The homeless levels have risen more than 4% between 2017–2018. In addition, according to BAGW's report, refugees are more likely to be homeless. The number of homeless people with a refugee background increased by 5.9%. A majority of the homeless population is men (three in four). There is a worrying increase in the amount of young homeless in some countries including Germany. According to the German Federal Ministry for Housing, more than half a million people in Germany are homeless as of August 2025.

== Causes ==
The Federal Government acknowledges that homelessness in Germany is caused by multiple factors, "such as financial, domestic, and individual psychosocial reasons" and that it is not merely rooted in the lack of affordable accommodation. According to Global Homelessness Statistics, "Around 50% of poor households spend more than 40% of their disposable income on housing". The Berlin Homeless Shelter Association provides housing to the homeless population in Berlin, Germany.

== Prevention ==
Research has been conducted to investigative proactive ways to prevent homelessness. People being evicted from their homes is one of the most common factors for homelessness.
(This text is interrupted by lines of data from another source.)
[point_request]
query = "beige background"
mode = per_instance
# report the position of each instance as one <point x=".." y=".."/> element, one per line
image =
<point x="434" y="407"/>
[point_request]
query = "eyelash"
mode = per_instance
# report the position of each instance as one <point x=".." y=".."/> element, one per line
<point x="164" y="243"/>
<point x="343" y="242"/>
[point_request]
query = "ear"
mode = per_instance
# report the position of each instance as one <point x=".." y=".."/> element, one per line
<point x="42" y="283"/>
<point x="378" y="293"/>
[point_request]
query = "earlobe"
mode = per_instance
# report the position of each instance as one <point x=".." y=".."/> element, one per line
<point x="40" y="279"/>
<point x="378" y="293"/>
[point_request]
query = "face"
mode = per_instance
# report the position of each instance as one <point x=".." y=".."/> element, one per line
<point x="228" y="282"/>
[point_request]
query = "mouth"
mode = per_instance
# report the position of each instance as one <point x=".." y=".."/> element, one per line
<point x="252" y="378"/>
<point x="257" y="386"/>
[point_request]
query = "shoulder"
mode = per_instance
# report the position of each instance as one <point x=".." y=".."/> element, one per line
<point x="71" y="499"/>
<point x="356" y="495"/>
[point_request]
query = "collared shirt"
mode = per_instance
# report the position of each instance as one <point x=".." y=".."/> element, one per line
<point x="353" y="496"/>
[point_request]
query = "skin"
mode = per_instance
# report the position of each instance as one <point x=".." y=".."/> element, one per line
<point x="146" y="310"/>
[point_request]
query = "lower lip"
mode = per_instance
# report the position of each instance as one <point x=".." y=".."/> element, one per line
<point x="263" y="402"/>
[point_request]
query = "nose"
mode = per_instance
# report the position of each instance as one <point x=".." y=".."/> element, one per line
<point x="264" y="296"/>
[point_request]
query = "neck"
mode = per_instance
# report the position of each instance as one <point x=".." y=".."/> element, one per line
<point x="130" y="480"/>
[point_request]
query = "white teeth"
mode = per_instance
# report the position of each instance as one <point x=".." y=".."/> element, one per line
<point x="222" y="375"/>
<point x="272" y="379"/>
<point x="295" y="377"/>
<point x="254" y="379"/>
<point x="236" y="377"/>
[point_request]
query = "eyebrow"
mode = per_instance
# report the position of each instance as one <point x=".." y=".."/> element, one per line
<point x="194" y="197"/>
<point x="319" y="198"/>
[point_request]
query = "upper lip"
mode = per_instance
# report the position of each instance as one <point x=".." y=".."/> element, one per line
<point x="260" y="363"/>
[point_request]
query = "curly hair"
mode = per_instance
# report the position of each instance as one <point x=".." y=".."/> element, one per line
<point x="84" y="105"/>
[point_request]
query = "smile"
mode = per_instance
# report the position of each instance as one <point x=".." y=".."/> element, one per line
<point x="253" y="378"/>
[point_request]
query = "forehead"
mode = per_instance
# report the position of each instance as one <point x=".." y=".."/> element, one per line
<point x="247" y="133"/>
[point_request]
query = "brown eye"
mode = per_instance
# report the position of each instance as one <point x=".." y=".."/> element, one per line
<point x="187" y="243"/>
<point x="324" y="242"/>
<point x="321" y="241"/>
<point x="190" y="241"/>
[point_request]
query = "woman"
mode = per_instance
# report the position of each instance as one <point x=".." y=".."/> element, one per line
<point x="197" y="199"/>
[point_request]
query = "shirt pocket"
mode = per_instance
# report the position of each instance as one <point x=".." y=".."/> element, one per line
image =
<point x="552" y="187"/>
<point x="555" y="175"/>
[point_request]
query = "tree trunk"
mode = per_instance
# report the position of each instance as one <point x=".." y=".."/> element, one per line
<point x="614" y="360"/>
Some instruments used to stop the eviction process, include financial support, legal provision for cases of hardship, and assistance negotiations with landlords. As stated by Dr. Busch-Geertsema, coordinator of the European Observatory on Homelessness, prevention is categorized in several ways: primary prevention (larger risk groups), secondary prevention (those being threatened with eviction), and tertiary prevention (persons who are already homeless).